Since releasing her top-rated podcast Future of Sex, Lovehoney Ambassador Bryony Cole has toured stages around the world to discuss trends in the sex tech industry. When we think of sex tech and the sex toys of the future, VR and robotic sex dolls seem to be the first things that come to mind.
But Bryony thinks that what’s around the corner for sex toys is a little more simple than that.
“Expect to see quieter toys designed with more recycled materials such as ocean plastics, vegan leathers, soy-based inks, and aluminium. In terms of their technical capabilities the biggest barrier at the moment isn’t something as wild as incorporating VR or using artificial intelligence, it’s a much simpler development: charging capabilities.”
“In the near future we will be able to use charging pads, as we do for our smartphones, to charge our toys. This will be a welcome replacement of the current usb pins and cords.”
It’s probably for the best that the toys aren’t going to fly off in a drone just yet, as people are still getting comfortable with them. That said, as technically wonderful as toys are becoming, some users have found that using a sex toy is the only way they are able to have an orgasm, while others are still a little scared off even trying.
“There is no need to rush toward teledildonics or anything with too many technology bells and whistles. In fact, it’s much more exciting to work your way up incrementally to more sophisticated toys and savour the journey,” Cole stated before explaining how toys are designed to help you get to a place of pleasure – there’s no need to be intimidated by them.
Sex toys are also helping people feel more included in the sexual space. As toys are being developed to look less and less like human genitals, it seems in 20 year’s time they’ll be completely unrecognisable. Sex toys can also be helpful to people with different levels of ability.
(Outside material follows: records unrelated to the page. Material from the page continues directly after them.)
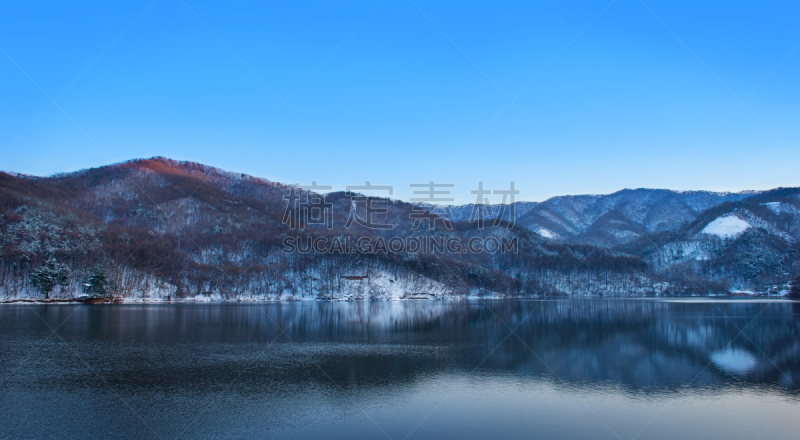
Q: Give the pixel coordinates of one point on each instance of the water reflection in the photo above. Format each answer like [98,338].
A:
[169,359]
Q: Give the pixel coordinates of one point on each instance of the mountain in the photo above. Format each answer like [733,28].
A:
[152,229]
[749,243]
[162,229]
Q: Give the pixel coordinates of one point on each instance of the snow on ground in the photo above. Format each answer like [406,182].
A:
[726,226]
[545,233]
[774,207]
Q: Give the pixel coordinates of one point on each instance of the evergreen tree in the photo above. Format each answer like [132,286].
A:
[48,276]
[98,284]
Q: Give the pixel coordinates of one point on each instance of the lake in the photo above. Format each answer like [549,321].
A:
[606,368]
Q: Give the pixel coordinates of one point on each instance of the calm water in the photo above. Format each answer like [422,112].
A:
[570,369]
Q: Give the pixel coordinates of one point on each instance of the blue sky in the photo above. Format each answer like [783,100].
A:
[606,95]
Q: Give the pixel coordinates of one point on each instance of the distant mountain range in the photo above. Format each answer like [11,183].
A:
[158,228]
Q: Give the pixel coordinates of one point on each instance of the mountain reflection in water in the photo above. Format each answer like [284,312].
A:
[377,368]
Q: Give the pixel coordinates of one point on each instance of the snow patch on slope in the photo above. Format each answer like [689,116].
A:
[545,233]
[726,226]
[774,207]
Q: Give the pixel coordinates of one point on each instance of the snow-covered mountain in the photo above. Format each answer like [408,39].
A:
[163,229]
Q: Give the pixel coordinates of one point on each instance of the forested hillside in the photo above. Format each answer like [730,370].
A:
[162,229]
[159,228]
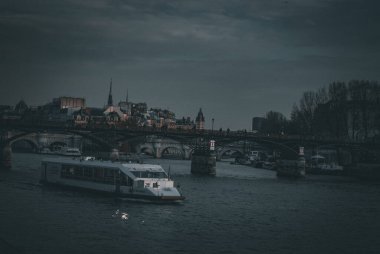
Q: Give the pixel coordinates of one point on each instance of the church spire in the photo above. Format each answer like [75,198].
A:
[110,101]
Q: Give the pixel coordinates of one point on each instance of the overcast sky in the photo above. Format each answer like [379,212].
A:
[234,58]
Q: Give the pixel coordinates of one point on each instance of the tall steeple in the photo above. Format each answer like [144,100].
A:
[110,101]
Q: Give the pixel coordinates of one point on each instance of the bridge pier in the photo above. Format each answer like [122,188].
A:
[5,156]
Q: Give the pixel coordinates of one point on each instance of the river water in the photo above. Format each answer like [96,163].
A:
[241,210]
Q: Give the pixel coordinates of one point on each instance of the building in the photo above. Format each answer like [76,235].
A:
[200,120]
[185,124]
[258,124]
[110,100]
[69,102]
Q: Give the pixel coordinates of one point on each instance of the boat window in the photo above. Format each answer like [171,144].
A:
[149,174]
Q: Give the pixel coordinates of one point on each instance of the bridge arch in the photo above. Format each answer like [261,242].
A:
[33,145]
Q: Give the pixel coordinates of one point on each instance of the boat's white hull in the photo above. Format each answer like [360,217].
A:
[154,189]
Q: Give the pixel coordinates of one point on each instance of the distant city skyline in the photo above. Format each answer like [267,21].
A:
[234,59]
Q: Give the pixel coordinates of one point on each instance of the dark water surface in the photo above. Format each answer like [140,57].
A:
[241,210]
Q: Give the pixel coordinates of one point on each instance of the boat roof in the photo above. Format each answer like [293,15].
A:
[124,167]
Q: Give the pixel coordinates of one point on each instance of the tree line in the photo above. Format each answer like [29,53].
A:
[341,110]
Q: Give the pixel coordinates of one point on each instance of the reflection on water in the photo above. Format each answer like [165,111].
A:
[241,210]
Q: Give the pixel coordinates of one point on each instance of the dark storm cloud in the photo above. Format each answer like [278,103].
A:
[236,59]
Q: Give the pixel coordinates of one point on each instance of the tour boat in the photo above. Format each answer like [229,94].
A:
[291,168]
[130,180]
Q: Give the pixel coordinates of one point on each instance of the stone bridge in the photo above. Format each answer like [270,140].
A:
[40,140]
[158,142]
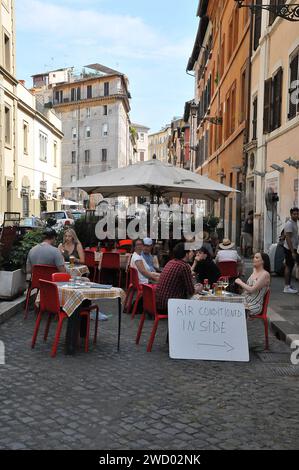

Lovehoney’s Cam Faser also outlined how sex toys can benefit someone living with a handicap.
“For people that experience pain, either chronic or acute, orgasms can help relieve some of this pain temporarily. For people with erectile dysfunction, perhaps due to prostatectomy, some toys can help with getting and maintaining an erection.”
Today, sex toys are a multi-billion-dollar market that’s continuing to grow and remains accessible from nearly anywhere thanks to online sex shops. Though it is still perfectly normal not to be as sex-savvy and self-assured as some of the faces we see promoting sex positivity, it’s exciting to know that the future is happy, healthy. and horny!
“The fact that fashion labels and beauty brands are developing sex toy ranges and partnering with big sexual wellness brands like Lovehoney gives me hope that these toys will just be included as part of our health and wellness regime”, Otten shared.
“I hope that this ‘shame’ is taken away around sexuality and I do believe that we will have a more sex-positive future ahead of us.”